Sandcastle, if I was right, had been destined to stand there, while Calder performed his ‘miracle’ without having to explain how he’d done it. He never had explained: he’d always broadcast publicly that he didn’t know how his power worked, he just knew it did. Thousands, perhaps millions, believed in his power. Perhaps even breeders, those dreamers of dreams, would have believed, in the end.
I came to the surgery, a greyish block in the advancing night, and fitted one of the lock-pickers into the keyhole. The internal tumblers turned without protest, much oiled and used, and I pushed the door open and went in.
There were no windows to worry about. I closed the door behind me and switched on the light, and immediately began the search for which I’d come: to find selenium in home-made capsules, or in a filtering device, or in bottles of shampoo.
Pen had had doubts that anyone would have risked giving selenium a second year if the first year’s work had proved so effective, but I’d reminded her that Sandcastle had already covered many new mares that year before the deformed foals had been reported.
‘Whoever did it couldn’t have known at that point that he’d been successful. So to make sure, I’d guess he’d go on, and maybe with an increased dose… and if no selenium was being given this year, why did Ginnie have it?’
Pen had reluctantly given in. ‘I suppose I’m just tr
ying to find reasons for you not to go to Calder’s.’
‘If I find anything, Chief Inspector Wyfold can go there later with a search warrant. Don’t worry so.’
‘No,’ she’d said, and gone straight on looking anxious.
The locked cabinets at both ends of Calder’s surgery proved a doddle for the picks, but the contents were a puzzle, as so few of the jars and boxes were properly labelled.
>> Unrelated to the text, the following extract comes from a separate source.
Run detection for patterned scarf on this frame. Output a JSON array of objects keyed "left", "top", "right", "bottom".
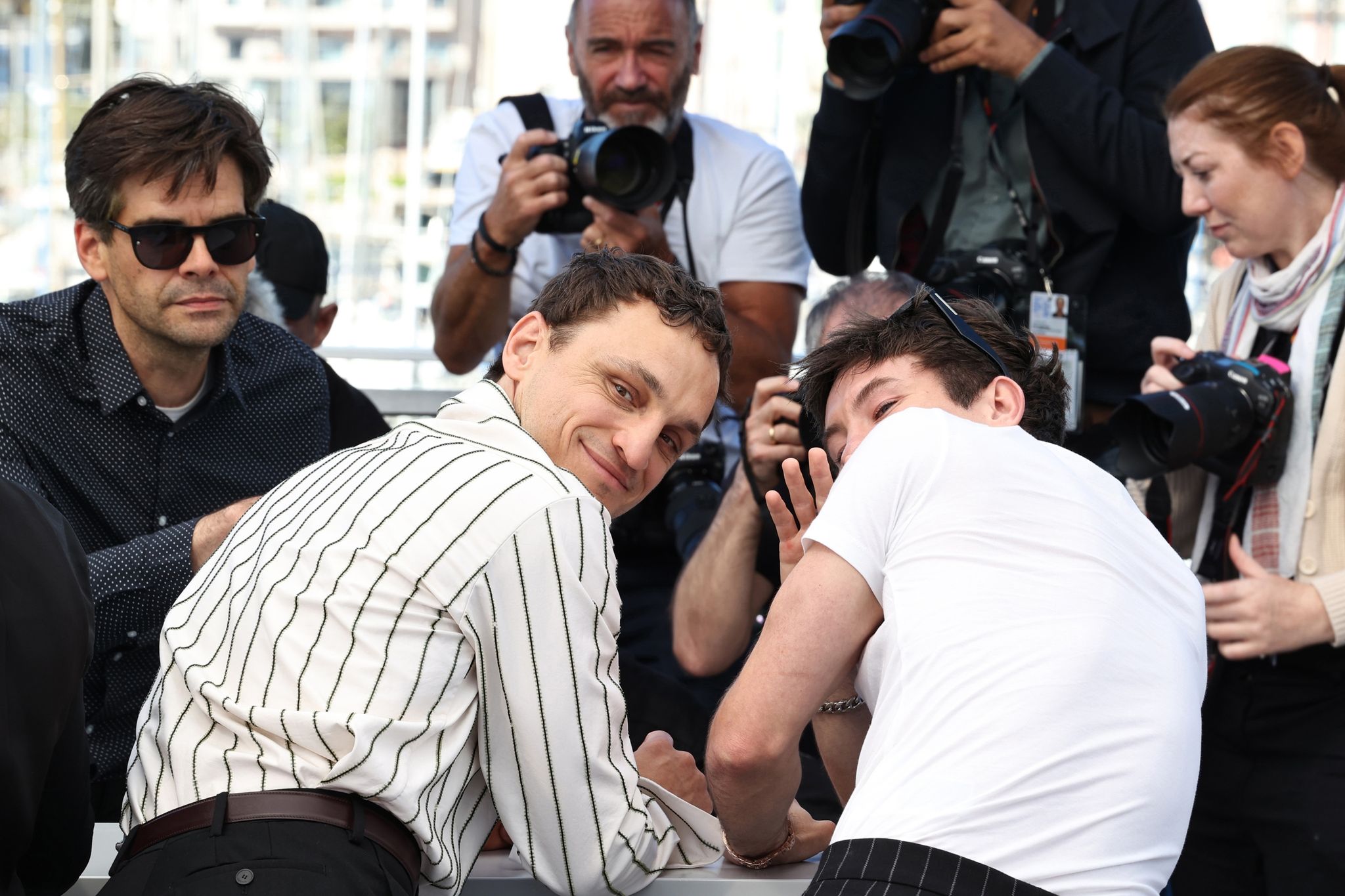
[{"left": 1223, "top": 185, "right": 1345, "bottom": 576}]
Some indeed had come from commercial suppliers, but these seemed mostly to be the herbs Calder had talked of: hydrastis, comfrey, fo-ti-tieng, myrrh, sarsaparilla, liquorice, passiflora, papaya, garlic; a good quantity of each.
Nothing was obligingly labelled selenium.
I had taken with me a thickish polythene bag which had a zip across one end and had formerly enclosed a silk tie and handkerchief, a present from my mother at Christmas. Into that I systematically put two or three capsules from each bottle, and two or three pills of each sort, and small sachets of herbs: and Pen, I thought, was going to have a fine old time sorting them all out.
With the bag almost half full of samples I carefully locked the cabinets again and turned to the refrigerator, which was of an ordinary domestic make with only a magnetic door fastening.
Inside there were no bottles of shampoo. No coffee filters. No linseed oil. There were simply the large plastic containers of Calder’s cure-all tonic.
I thought I might as well take some to satisfy Pen’s curiosity, and rooted around for a small container, finding some empty medicine bottles in a cupboard below the work bench. Over the sink I poured some of the tonic into a medicine bottle, screwed on the cap, and returned the plastic container carefully to its place in the ’fridge. I stood the medicine bottle on the workbench ready to take away, and turned finally to the drawers where Calder kept things like hops and also his antique pill-making equipment.
Everything was clean and tidy, as before. If he had made capsules containing selenium there, I could see no trace.
With mounting disappointment I went briefly through every drawer. Bags of seeds: sesame, pumpkin, sunflower. Bags of dried herbs, raspberry leaves, alfalfa. Boxes of the empty halves of gelatine capsules, waiting for contents. Empty unused pill bottles. All as before: nothing I hadn’t already seen.